While the weather continues to warm here in Southern California, most of the rest of the nation is enduring one of the coldest Mays in history. You guys in the east should find a global warming advocate and thank him, personally, for crying wolf. After having studied the weather charts for the last 200,000 years, I have come to the conclusion that the weather fluctuates wildly with or without help from humans. The "global warming" hysteria reminds me of the cancer scares. At one time or another, scientists claimed that everything caused cancer. Most people. like me, are now totally ignoring these geniuses. We should do the same for the global warming nuts. I realize that changes in the weather are not the fault of this nut group, but they have misidentified the causes of warming and cooling trends. They have ruined entire industries based on idiotic conclusions and generally caused prices to rise in several critical fields. If this were Christmas, I would say, "BAH, HUMBUG!!" But since its not, a simple "bite me" will have to suffice.

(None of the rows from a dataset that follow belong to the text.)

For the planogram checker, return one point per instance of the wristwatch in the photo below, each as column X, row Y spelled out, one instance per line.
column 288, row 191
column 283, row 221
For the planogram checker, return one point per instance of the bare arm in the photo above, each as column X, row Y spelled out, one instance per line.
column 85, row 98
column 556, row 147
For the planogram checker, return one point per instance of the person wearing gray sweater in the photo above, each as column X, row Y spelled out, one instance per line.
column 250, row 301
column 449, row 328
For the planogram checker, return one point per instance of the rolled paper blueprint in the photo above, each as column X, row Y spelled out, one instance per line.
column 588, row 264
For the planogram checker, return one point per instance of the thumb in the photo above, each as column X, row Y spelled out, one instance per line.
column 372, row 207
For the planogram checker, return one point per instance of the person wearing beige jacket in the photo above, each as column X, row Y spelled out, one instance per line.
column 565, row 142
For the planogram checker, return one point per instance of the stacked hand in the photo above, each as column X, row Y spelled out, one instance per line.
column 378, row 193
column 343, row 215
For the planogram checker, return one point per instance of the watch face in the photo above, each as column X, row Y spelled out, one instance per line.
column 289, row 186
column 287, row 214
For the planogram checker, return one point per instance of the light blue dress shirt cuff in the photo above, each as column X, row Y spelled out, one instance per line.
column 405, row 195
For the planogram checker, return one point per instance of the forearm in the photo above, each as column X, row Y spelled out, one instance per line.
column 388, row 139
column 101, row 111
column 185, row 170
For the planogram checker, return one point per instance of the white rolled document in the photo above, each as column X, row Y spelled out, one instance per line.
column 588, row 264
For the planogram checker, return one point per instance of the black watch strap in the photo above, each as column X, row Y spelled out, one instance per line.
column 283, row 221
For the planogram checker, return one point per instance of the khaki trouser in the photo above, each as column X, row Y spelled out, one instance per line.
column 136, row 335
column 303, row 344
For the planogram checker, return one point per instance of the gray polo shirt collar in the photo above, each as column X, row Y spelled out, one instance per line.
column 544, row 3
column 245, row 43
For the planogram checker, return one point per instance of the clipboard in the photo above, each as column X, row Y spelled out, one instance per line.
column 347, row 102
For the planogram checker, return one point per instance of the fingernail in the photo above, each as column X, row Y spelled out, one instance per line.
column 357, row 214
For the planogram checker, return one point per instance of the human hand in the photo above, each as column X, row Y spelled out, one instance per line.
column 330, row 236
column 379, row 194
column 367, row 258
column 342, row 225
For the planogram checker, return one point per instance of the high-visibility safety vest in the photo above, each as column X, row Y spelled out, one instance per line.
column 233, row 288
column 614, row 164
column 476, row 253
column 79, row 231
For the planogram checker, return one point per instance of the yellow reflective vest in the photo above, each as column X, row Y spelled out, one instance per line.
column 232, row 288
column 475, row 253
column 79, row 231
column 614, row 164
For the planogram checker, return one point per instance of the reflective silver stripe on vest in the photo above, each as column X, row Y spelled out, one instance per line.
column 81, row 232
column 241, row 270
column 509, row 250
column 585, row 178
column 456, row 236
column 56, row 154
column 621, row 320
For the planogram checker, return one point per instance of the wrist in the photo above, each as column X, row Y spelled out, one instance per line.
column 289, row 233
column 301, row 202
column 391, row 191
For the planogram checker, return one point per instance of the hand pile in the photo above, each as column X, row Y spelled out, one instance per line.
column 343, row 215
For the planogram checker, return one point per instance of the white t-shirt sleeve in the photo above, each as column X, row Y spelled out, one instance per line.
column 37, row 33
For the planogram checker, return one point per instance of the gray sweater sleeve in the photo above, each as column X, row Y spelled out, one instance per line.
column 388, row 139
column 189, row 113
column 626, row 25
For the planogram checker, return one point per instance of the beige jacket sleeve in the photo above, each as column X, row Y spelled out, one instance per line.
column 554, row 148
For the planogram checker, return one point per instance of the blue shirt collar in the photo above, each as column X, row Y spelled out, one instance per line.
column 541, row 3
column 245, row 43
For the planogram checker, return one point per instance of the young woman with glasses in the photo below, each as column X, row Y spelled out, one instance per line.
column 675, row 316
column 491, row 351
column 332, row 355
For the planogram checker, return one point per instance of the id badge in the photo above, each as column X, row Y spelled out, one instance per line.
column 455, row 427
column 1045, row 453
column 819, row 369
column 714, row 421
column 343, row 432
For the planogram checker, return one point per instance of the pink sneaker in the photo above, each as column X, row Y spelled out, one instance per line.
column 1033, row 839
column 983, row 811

One of my daughter's clients is going to run a car in the Indy 500. Look for "Sam Schmidt" racing. He also has a website you might want to peruse. Good luck, Sam!!!

My pool was full of little, tiny frogs this morning. Luckily, it is the day for the pool boy to make his appearance. He got to dip them out. I don't have any idea why they picked this week to make their appearance. Just a few more weeks and I'll be swimming.